Occasionally, diabetic patients develop painless, lower-limb, motor predominant neuropathy. Whether this is a variant of diabetic lumbosacral radiculoplexus neuropathy (DLRPN) (a painful disorder from ischemic injury and microvasculitis), a variant of chronic inflammatory demyelinating polyradiculoneuropathy (CIDP) or another disorder is unsettled. Here, we characterize the clinical and pathological features of painless diabetic motor predominant neuropathy.


We identified patients with this syndrome who underwent nerve biopsy. We compared pathological features to 33 DLRPN and 25 CIDP biopsies.
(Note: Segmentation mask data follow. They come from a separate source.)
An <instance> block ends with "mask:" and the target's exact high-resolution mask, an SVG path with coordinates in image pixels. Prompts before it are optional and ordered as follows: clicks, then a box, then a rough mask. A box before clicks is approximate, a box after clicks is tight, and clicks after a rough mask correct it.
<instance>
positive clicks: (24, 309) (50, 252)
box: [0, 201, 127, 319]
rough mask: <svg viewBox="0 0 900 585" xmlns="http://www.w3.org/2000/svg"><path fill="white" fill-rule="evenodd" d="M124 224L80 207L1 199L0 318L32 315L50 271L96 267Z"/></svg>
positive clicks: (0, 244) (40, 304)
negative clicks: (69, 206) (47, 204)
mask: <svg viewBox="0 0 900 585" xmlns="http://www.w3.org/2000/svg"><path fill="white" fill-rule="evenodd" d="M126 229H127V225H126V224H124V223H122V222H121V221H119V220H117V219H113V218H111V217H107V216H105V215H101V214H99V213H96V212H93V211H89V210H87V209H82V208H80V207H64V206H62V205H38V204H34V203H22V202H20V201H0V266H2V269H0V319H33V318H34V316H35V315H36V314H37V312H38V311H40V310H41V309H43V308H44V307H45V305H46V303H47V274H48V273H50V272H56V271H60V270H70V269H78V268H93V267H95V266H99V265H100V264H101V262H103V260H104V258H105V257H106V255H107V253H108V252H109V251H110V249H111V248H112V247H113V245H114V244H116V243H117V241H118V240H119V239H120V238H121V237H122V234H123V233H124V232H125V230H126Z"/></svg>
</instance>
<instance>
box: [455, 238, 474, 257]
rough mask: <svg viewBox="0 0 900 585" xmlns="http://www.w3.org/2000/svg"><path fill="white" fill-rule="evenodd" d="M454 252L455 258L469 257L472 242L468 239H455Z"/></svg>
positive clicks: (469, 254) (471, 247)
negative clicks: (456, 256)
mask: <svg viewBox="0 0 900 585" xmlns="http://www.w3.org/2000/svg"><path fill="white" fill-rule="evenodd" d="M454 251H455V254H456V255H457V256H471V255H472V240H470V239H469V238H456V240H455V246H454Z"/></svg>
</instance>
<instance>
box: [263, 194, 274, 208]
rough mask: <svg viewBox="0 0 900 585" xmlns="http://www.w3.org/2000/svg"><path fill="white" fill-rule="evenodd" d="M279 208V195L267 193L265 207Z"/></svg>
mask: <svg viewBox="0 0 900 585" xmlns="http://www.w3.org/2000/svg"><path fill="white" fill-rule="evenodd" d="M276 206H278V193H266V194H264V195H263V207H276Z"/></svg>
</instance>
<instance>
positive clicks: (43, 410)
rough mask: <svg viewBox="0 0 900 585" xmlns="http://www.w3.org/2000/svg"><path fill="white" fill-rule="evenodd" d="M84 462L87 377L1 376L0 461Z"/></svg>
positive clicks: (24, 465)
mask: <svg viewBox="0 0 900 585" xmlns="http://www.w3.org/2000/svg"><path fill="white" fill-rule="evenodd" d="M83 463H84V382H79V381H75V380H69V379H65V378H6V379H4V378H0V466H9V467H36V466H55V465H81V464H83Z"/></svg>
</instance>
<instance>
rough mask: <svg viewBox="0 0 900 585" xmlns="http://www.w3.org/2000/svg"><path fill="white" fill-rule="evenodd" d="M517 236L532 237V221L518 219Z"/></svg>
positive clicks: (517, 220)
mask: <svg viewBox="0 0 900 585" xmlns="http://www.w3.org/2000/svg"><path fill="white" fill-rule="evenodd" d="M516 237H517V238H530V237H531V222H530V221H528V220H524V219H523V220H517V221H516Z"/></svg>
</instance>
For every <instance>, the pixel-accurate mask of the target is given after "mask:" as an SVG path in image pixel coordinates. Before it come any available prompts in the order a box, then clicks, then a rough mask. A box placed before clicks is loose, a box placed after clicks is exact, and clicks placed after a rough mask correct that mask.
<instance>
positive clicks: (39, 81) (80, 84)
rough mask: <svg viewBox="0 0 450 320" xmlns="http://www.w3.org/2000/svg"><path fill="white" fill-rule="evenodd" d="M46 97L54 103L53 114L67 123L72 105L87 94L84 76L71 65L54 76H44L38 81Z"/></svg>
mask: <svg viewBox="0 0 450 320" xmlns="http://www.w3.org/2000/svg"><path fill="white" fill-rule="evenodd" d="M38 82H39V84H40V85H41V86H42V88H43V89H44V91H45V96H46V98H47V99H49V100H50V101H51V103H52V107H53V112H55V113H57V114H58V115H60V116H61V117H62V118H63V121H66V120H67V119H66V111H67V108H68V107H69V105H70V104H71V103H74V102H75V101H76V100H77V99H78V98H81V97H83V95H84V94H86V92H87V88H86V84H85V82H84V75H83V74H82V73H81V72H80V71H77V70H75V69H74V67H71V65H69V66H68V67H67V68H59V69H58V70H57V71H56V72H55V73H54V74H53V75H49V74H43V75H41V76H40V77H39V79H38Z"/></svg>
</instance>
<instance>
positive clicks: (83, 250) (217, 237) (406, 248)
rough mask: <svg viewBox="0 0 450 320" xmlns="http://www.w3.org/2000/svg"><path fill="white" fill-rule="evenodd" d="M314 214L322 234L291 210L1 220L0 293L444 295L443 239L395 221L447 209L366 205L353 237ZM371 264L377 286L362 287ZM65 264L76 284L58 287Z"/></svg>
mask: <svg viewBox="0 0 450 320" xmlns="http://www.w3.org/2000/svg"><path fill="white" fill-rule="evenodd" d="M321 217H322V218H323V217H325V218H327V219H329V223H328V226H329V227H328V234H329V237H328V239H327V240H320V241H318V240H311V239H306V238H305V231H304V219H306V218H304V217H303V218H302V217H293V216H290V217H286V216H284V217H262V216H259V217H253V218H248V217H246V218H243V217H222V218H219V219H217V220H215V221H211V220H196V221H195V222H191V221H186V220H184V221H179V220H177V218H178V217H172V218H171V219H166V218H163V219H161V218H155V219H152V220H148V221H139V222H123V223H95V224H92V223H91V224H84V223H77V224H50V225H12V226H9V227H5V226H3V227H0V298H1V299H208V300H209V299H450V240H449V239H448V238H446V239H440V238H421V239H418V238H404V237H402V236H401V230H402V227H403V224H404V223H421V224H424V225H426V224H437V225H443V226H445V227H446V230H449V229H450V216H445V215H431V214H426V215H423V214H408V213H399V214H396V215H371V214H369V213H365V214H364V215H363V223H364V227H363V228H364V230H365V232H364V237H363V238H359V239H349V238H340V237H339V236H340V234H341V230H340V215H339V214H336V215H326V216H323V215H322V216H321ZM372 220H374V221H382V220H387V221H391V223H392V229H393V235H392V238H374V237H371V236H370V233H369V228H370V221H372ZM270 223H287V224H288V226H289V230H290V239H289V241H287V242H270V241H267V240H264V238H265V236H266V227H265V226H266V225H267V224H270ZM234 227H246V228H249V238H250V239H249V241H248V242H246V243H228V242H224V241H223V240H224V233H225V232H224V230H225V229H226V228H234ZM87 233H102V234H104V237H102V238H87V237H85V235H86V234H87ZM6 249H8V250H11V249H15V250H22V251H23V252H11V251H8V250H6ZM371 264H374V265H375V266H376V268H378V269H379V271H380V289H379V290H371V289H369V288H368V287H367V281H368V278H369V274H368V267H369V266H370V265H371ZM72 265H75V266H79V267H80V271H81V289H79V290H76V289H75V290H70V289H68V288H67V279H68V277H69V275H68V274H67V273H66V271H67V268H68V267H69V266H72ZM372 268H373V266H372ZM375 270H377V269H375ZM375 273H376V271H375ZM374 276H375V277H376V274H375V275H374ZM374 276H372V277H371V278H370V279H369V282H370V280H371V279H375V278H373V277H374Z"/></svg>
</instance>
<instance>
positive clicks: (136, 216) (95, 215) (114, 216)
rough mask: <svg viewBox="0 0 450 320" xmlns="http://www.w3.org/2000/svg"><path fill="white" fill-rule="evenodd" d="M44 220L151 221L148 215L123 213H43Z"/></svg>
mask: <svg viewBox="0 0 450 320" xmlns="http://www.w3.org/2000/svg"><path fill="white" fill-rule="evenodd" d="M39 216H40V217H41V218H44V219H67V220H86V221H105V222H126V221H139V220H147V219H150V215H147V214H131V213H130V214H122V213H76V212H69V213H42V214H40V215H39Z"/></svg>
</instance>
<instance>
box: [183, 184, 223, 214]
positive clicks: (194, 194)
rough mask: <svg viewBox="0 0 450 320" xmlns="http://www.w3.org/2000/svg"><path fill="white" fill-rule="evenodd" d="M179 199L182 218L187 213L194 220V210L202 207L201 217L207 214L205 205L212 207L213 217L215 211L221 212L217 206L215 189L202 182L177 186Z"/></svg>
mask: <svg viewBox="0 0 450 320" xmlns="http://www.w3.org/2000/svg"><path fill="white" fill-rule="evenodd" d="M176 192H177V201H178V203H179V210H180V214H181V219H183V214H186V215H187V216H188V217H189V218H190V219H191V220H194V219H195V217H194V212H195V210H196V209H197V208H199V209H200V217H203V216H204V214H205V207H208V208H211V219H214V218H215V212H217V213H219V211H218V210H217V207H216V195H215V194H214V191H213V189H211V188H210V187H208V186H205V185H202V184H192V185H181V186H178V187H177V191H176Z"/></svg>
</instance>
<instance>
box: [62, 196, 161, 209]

23 patients were identified (22 had type 2 diabetes mellitus); 12 men; median age 62.2 years (range 36-78); median weight loss 30 pounds (range 0-100). Overall, the clinical features were similar to DLRPN except painless patients had more symmetrical and upper limb involvement, with slower progression and more severe impairment. Physiological testing demonstrated pan-modality sensory loss, autonomic abnormalities and axonal polyradiculoneuropathies. Nerve biopsies were similar to DLPRN showing ischemic injury (multifocal fiber loss [11/23], perineural thickening [18/23], injury neuroma [11/23], neovascularization [17/23]) and evidence of altered immunity and microvasculitis (epineurial perivascular inflammation [23/23], prior bleeding [11/23], vessel wall inflammation [15/23], and microvasculitis [3/23]). In contrast, CIDP biopsies did not show ischemic injury or microvasculitis but revealed demyelination and onion-bulbs.


1) Painless diabetic motor neuropathy is painless DLRPN and not CIDP and is caused by ischemic injury and microvasculitis. 2) The clinical features of painless DLRPN are different from typical DLPRN being more insidious and symmetrical with slower evolution. 3) The slower evolution may explain the lack of pain.